Il mercato globale dello skill gaming è stimato tra i 30 e i 50 miliardi di dollari in un anno, includendo modelli free-to-play e tornei a moneta virtuale. La convergenza tra gioco fisico e digitale è una delle tendenze più evidenti: punteggi trasferibili via app, classifiche globali e sistemi cashless aumentano engagement e fidelizzazione.

Un settore ibrido tra nostalgia e innovazione
Dalle gru nei minimarket giapponesi ai simulatori su IP hollywoodiane nei FEC americani, l’intrattenimento senza vincita in denaro è oggi un’industria globale con:
- filiera tecnologica avanzata (hardware, software, licensing);
- format retail innovativi;
- regolazioni differenziate ma sempre più specifiche.
La chiave, in ogni ordinamento, resta la stessa: evitare che l’apparecchio varchi la soglia del gambling. Finché il premio è un peluche, un gadget o un ticket convertibile in oggetti di modesto valore, il gioco resta – almeno giuridicamente – intrattenimento.
Ma con mercati miliardari e innovazione continua, il confine tra esperienza ludica e incentivo economico rimane un terreno su cui legislatori e industria continueranno a confrontarsi.

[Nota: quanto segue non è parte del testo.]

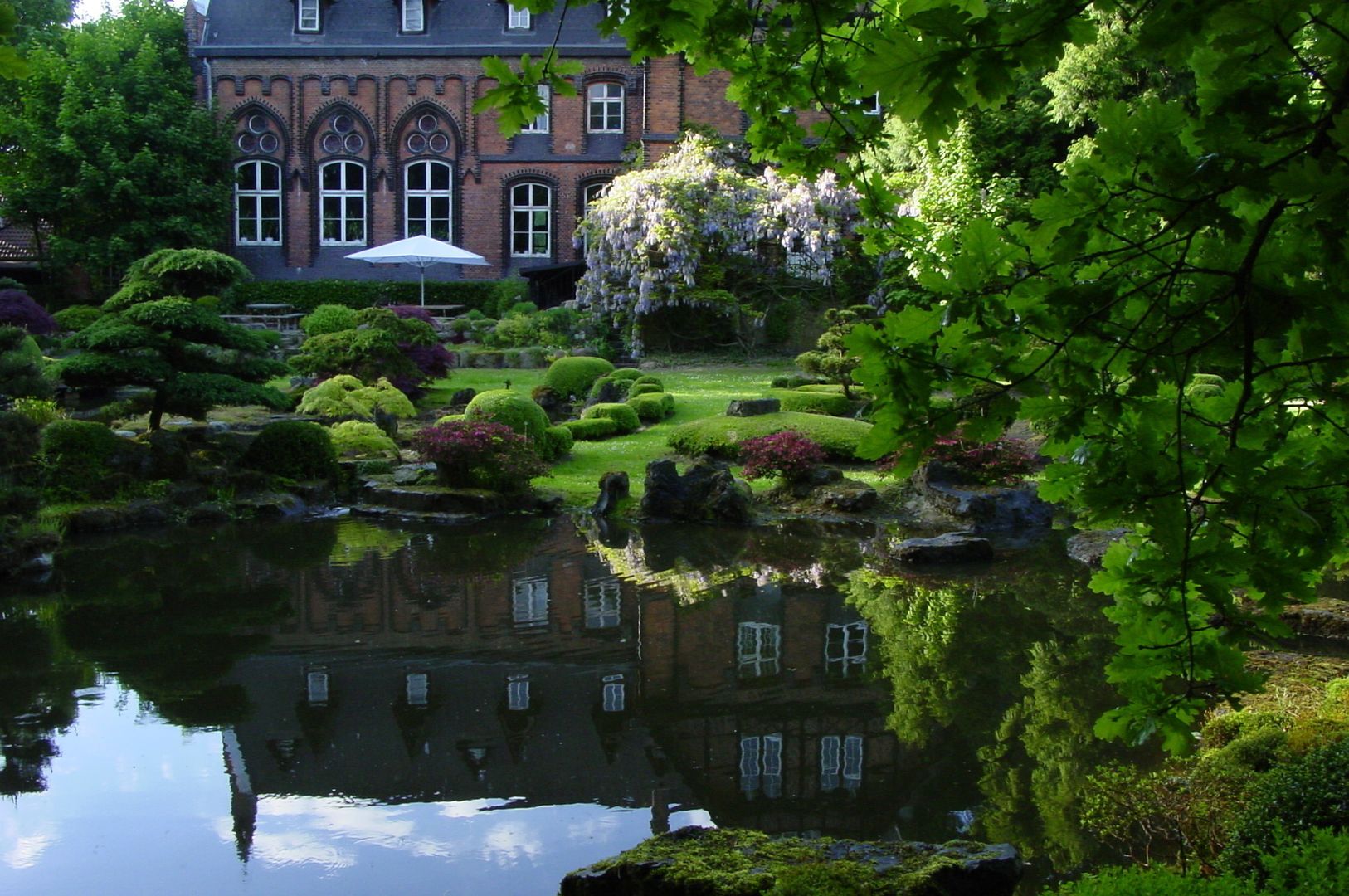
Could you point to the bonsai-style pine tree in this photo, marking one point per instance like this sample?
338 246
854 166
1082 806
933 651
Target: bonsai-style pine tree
155 335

Prospettive: innovazione, sostenibilità, integrazione
Il futuro del settore passa per:
- integrazione di realtà aumentata (AR) e virtuale (VR),
- sistemi cashless e app collegate alle macchine,
- premi sostenibili e riduzione dei consumi energetici,
- convergenza tra fisico e digitale.
In Italia, il confronto tra associazioni di categoria e ADM potrebbe portare a proposte di aggiornamento normativo per rendere il sistema più allineato agli standard europei.
Mentre l’attenzione pubblica resta focalizzata sulle criticità del gioco d’azzardo, il comparto delle macchinette senza vincita in denaro continua a crescere in silenzio. Un’industria globale, regolata ma dinamica, che dimostra come l’intrattenimento possa generare valore economico senza distribuire un euro in contanti.